Mr. Battle also argues that the trial erred in denying his motion for judgment of acquittal, asserting that the state did not prove the element of premeditation. I again disagree. The record reflects that the evidence viewed in a light most favorable to the state required the trial court to allow the case to go to the jury. As in most murder eases, here the state’s evidence of premeditation was circumstantial. Whether this circumstantial evidence established a premeditated design to Mil was a question of fact for the jury to resolve. See Penn v. State, 574 So.2d 1079, 1081 (Fla. 1991). The trial court appropriately so decided.

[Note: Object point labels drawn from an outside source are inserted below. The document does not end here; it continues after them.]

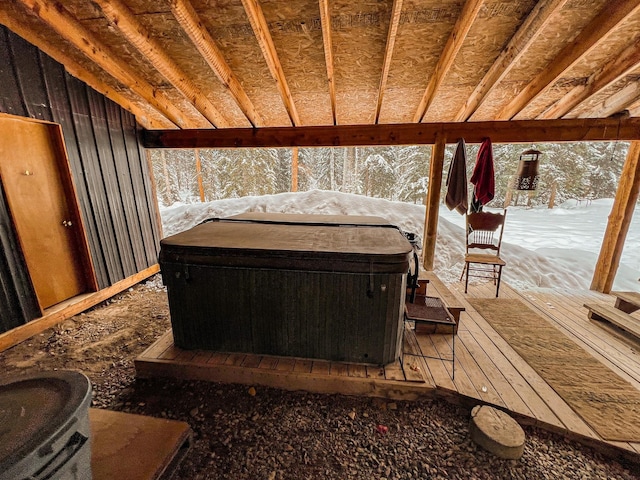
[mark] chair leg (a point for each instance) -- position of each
(499, 277)
(466, 283)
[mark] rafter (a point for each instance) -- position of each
(57, 17)
(614, 13)
(123, 19)
(261, 31)
(622, 100)
(325, 20)
(451, 49)
(199, 35)
(619, 66)
(388, 53)
(509, 56)
(515, 131)
(81, 73)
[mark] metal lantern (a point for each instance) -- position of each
(527, 176)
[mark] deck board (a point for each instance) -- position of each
(483, 359)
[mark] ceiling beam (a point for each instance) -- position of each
(616, 69)
(81, 73)
(325, 21)
(388, 53)
(454, 43)
(509, 56)
(616, 103)
(199, 35)
(519, 131)
(261, 31)
(57, 17)
(124, 20)
(612, 15)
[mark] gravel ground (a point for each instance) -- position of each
(243, 432)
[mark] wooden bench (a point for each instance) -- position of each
(615, 316)
(432, 286)
(628, 302)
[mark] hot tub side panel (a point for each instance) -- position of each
(336, 316)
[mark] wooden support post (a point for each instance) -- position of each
(196, 152)
(167, 184)
(619, 220)
(432, 202)
(552, 196)
(294, 169)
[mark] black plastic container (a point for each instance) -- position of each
(44, 427)
(312, 286)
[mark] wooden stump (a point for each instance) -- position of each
(497, 432)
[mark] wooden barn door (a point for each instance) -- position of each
(37, 182)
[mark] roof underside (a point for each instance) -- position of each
(238, 63)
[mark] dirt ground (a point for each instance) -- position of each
(101, 342)
(241, 433)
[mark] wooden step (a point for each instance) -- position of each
(136, 447)
(601, 311)
(437, 288)
(628, 302)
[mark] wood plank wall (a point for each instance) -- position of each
(108, 164)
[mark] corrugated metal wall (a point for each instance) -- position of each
(108, 165)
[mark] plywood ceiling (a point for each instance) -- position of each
(243, 63)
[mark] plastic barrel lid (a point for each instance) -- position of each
(33, 409)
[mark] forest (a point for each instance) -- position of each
(581, 171)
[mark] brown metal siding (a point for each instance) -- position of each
(108, 164)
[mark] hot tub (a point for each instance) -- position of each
(312, 286)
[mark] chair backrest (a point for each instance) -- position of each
(484, 230)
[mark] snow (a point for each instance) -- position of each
(543, 248)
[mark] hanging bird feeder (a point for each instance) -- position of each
(527, 176)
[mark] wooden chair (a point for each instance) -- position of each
(484, 233)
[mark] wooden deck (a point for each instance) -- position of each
(487, 369)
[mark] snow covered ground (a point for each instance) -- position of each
(543, 248)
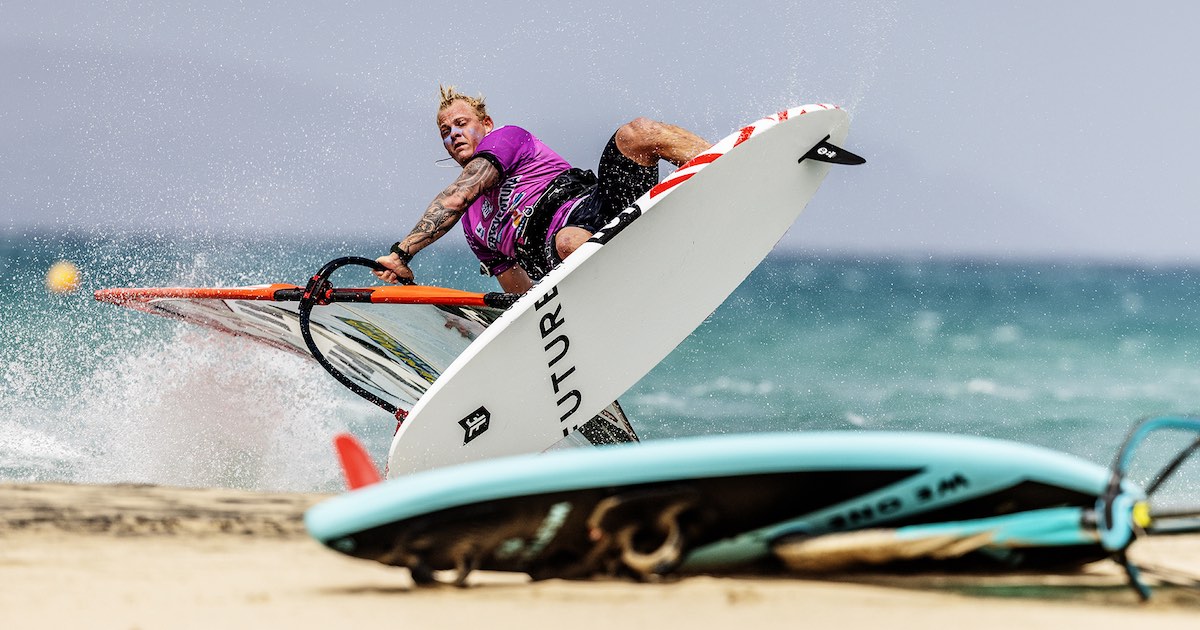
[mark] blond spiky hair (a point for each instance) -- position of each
(449, 95)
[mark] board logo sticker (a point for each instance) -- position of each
(475, 424)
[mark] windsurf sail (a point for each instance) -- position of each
(385, 343)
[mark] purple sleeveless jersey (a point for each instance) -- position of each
(496, 221)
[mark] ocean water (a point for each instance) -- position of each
(1067, 355)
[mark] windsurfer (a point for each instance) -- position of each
(522, 207)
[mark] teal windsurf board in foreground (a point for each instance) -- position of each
(738, 503)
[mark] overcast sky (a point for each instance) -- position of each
(990, 129)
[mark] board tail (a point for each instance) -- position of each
(357, 465)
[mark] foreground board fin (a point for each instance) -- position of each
(834, 155)
(357, 463)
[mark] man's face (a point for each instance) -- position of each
(462, 130)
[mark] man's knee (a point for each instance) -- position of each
(569, 239)
(639, 141)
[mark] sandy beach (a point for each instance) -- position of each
(153, 557)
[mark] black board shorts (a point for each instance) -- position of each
(619, 184)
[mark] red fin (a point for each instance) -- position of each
(357, 465)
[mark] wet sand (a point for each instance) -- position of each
(161, 557)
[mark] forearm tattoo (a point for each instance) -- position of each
(448, 207)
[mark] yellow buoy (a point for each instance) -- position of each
(63, 277)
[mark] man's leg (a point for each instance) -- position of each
(646, 142)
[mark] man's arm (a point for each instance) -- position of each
(439, 217)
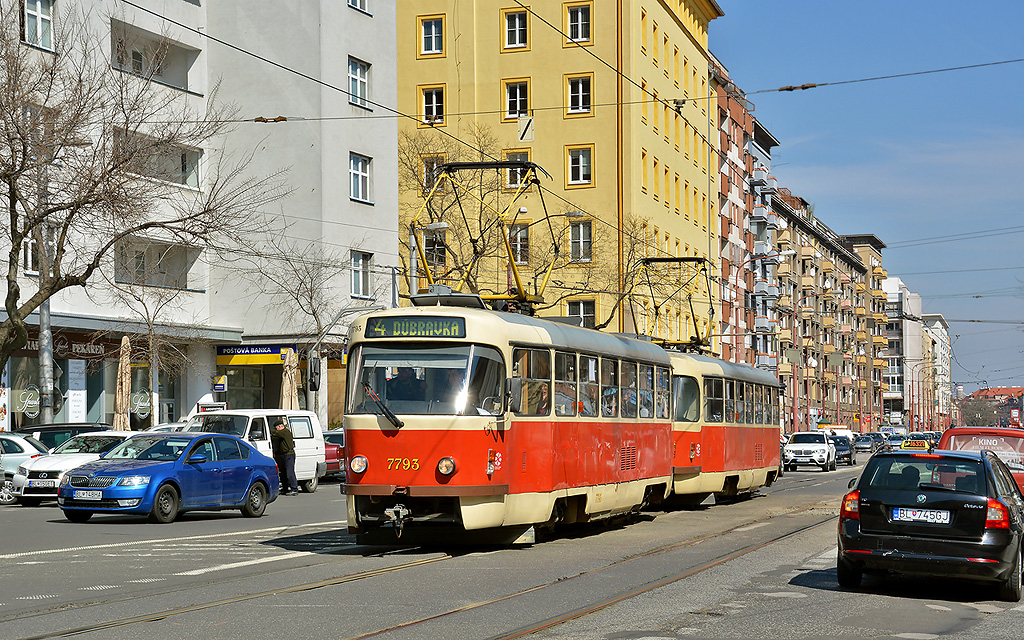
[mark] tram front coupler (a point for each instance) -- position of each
(397, 515)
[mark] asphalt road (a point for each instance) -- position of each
(761, 567)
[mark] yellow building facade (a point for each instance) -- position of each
(611, 99)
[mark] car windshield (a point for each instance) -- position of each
(209, 423)
(910, 473)
(807, 438)
(156, 448)
(416, 378)
(1010, 449)
(89, 444)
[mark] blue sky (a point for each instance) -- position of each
(907, 159)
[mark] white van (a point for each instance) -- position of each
(254, 425)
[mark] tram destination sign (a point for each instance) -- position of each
(419, 327)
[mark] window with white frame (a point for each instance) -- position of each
(358, 173)
(519, 241)
(580, 94)
(580, 165)
(433, 104)
(586, 310)
(39, 23)
(358, 82)
(361, 266)
(581, 242)
(517, 98)
(579, 24)
(516, 175)
(515, 30)
(433, 36)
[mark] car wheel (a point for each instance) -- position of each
(849, 577)
(165, 505)
(255, 501)
(7, 492)
(1010, 590)
(77, 516)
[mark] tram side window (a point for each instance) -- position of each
(534, 367)
(686, 394)
(662, 397)
(565, 381)
(590, 388)
(713, 399)
(646, 394)
(609, 388)
(629, 396)
(730, 399)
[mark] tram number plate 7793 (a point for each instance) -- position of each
(407, 464)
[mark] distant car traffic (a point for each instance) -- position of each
(164, 474)
(37, 479)
(949, 514)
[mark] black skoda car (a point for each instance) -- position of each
(940, 513)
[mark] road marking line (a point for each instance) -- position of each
(158, 541)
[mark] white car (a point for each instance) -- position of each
(38, 479)
(809, 448)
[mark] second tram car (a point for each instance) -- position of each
(472, 424)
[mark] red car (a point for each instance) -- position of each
(1006, 442)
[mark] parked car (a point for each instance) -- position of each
(335, 439)
(845, 451)
(37, 479)
(164, 474)
(254, 426)
(810, 448)
(55, 434)
(15, 450)
(948, 514)
(1006, 442)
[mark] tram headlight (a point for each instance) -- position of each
(445, 466)
(358, 464)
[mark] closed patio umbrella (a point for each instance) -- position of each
(123, 389)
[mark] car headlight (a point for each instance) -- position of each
(358, 464)
(134, 480)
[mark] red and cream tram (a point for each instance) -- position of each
(485, 424)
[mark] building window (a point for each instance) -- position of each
(581, 243)
(515, 176)
(361, 264)
(433, 105)
(433, 36)
(578, 19)
(358, 82)
(39, 23)
(519, 241)
(579, 90)
(516, 98)
(584, 309)
(358, 172)
(515, 30)
(580, 163)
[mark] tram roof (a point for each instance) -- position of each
(525, 330)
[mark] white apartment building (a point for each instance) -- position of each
(330, 70)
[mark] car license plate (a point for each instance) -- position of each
(936, 516)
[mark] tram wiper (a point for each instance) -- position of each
(384, 410)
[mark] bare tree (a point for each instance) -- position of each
(96, 156)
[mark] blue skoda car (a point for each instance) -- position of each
(163, 474)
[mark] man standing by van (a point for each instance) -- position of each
(284, 455)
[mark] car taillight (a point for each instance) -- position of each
(851, 506)
(996, 516)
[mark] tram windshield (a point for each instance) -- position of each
(426, 379)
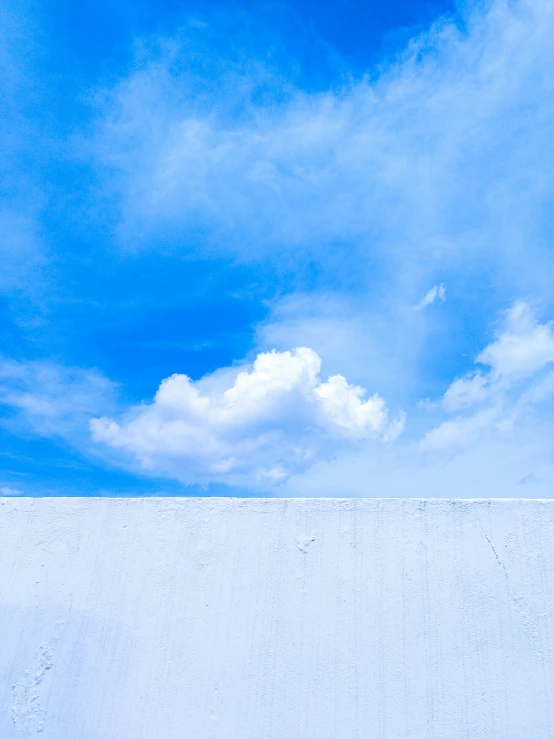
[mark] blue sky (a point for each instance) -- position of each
(277, 248)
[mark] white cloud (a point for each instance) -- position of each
(523, 346)
(515, 383)
(465, 391)
(441, 159)
(255, 426)
(438, 292)
(50, 400)
(9, 491)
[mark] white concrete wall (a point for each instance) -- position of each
(276, 619)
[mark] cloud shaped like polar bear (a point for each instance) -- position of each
(254, 426)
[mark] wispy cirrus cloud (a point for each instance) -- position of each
(422, 164)
(518, 380)
(253, 427)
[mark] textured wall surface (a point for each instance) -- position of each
(276, 619)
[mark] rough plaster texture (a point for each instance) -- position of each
(276, 619)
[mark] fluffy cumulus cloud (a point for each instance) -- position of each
(518, 380)
(252, 427)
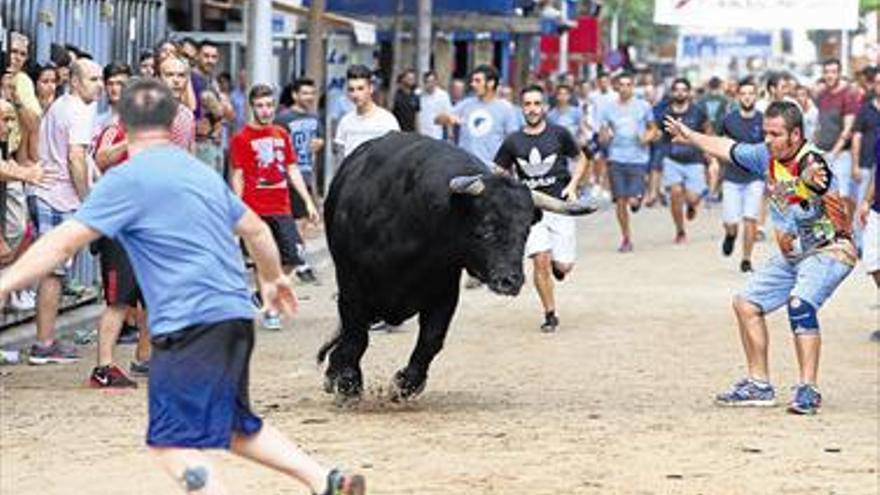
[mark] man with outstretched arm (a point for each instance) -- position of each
(814, 235)
(177, 220)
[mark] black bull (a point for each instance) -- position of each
(404, 215)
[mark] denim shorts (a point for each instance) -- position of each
(45, 219)
(690, 175)
(812, 279)
(627, 179)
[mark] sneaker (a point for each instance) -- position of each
(806, 400)
(128, 334)
(748, 393)
(558, 274)
(271, 321)
(53, 353)
(345, 484)
(727, 245)
(139, 368)
(551, 323)
(307, 276)
(110, 376)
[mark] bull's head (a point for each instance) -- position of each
(500, 215)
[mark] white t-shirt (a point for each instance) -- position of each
(355, 129)
(67, 122)
(433, 104)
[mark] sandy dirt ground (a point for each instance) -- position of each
(617, 402)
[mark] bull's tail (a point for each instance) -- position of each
(329, 345)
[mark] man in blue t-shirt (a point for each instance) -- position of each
(177, 221)
(742, 191)
(684, 171)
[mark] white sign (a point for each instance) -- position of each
(759, 14)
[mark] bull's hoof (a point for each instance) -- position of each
(346, 384)
(405, 386)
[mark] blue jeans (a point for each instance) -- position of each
(812, 279)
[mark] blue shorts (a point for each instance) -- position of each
(627, 179)
(690, 175)
(198, 392)
(812, 279)
(45, 219)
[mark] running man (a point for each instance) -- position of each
(817, 253)
(538, 156)
(262, 161)
(626, 128)
(177, 220)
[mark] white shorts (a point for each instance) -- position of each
(554, 233)
(871, 243)
(741, 201)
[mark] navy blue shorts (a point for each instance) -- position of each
(198, 389)
(627, 179)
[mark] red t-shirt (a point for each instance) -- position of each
(263, 155)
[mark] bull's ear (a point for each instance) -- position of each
(467, 184)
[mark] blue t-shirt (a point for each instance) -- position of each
(742, 130)
(570, 118)
(175, 218)
(484, 126)
(628, 122)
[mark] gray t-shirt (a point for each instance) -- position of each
(484, 126)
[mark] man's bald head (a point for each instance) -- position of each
(86, 80)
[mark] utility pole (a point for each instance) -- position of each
(397, 64)
(315, 44)
(259, 40)
(423, 62)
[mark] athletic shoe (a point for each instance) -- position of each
(345, 484)
(139, 368)
(110, 376)
(307, 276)
(748, 393)
(128, 334)
(557, 273)
(271, 321)
(727, 245)
(551, 323)
(54, 353)
(806, 400)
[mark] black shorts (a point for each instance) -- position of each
(117, 276)
(198, 388)
(287, 238)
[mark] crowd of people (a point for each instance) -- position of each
(802, 153)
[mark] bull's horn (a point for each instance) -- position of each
(467, 184)
(549, 203)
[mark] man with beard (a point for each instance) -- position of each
(538, 156)
(684, 172)
(742, 191)
(816, 251)
(262, 160)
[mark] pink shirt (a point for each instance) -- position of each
(67, 122)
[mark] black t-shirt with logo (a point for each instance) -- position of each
(540, 161)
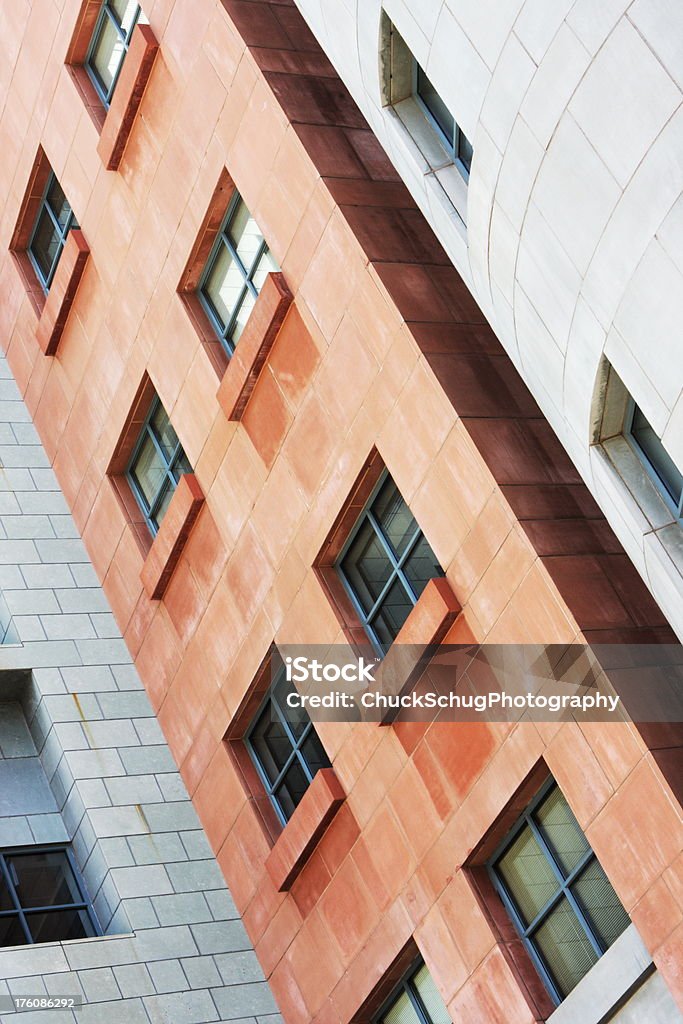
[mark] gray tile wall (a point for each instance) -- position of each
(82, 758)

Finally, Mr. Battle argues that the jury was not properly instructed. He complains that the jury was incorrectly instructed on felony murder as a part of the standard jury instructions. Additionally, he argues that the trial court should have issued the optional instruction contained in paragraph 6 under standard instruction 2.04, relating to the weighing of evidence.1 However, neither of these issues was preserved for appeal by contemporaneous objection. See Jackson v. State, 522 So.2d 802, 809 (Fla.), cert. denied, 488 U.S. 871, 109 S.Ct. 183, 102 L.Ed.2d 153 (1988); see also Fla.R.Crim.P. 3.390(d). My review of the record indicates that Mr. Battle agreed that the felony murder instruction should be given. He was provided a copy of the proposed instructions and accepted them subject to his prior objections. There was no prior objection to this instruction. As to standard jury instruction 2.04, defense counsel specifically agreed to the proposed instruction which deleted subparagraph 6. Moreover, there was no evidence to support the optional portion of the instruction. As the commentary to instruction 2.04 states: “The instructions covered under paragraphs numbered six through ten, inclusive, are not common to all cases. These numbered paragraphs should be included only as required by the evidence.” Fla.Std. Jury Instr. (Crim.) 2.04. For these reasons, I agree with the majority’s decision to affirm.

. The instruction reads as follows:

You should consider how the witnesses acted, as well as what they said. Some things you should consider are:
* *****
6. Has the witness been offered or received any money, preferred treatment or other benefit in order to get the witness to testify?

Fla.Std. Jury Instr. (Crim.) 2.04.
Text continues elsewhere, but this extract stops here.